The third quarter was another relatively strong one for the MENA region, sharply outperforming most developing markets, cheered on by oil prices at or above $80 per barrel. Qatar (+11%), Oman (+10%) and Kuwait (+9%) were the top performing markets, while in the Levant, Lebanon and Jordan dropped by 15% and 9% respectively. The performance in Qatar has been driven by the increase in foreign ownership limits, which has supported the market through passive inflows. Saudi was hurt by negative press and margin calls, while Egyptian shares, a part of the MSCI Emerging Markets Index, were on the losing end due to the ongoing high volatility in emerging markets. On a year to date basis, it is noteworthy that of all the stock markets in the MENA region only one manages to keep up with the performance of the price of oil, and that market is a net oil importer, namely Tunisia (+25%).

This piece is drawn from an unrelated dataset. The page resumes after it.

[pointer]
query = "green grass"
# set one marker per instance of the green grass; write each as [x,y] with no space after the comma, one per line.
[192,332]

Despite a weakening outlook for the global economy, the prospects for the energy-rich part of MENA and especially the GCC is improving. Earlier this month the IMF upgraded its growth forecasts for GCC for 2018 and 2019. We believe there is a good chance that the region will enjoy a period of healthier growth and that stock prices could rally into the year-end. Structural changes such as improving foreign ownership limits and higher inclusion in MSCI and FTSE indices will also give support to the market. The Saudi market is trading at 16x Price Earnings Ratio (PE) which is slightly below its 10-year average while GCC markets ex Saudi are trading at their lowest level since the financial crisis.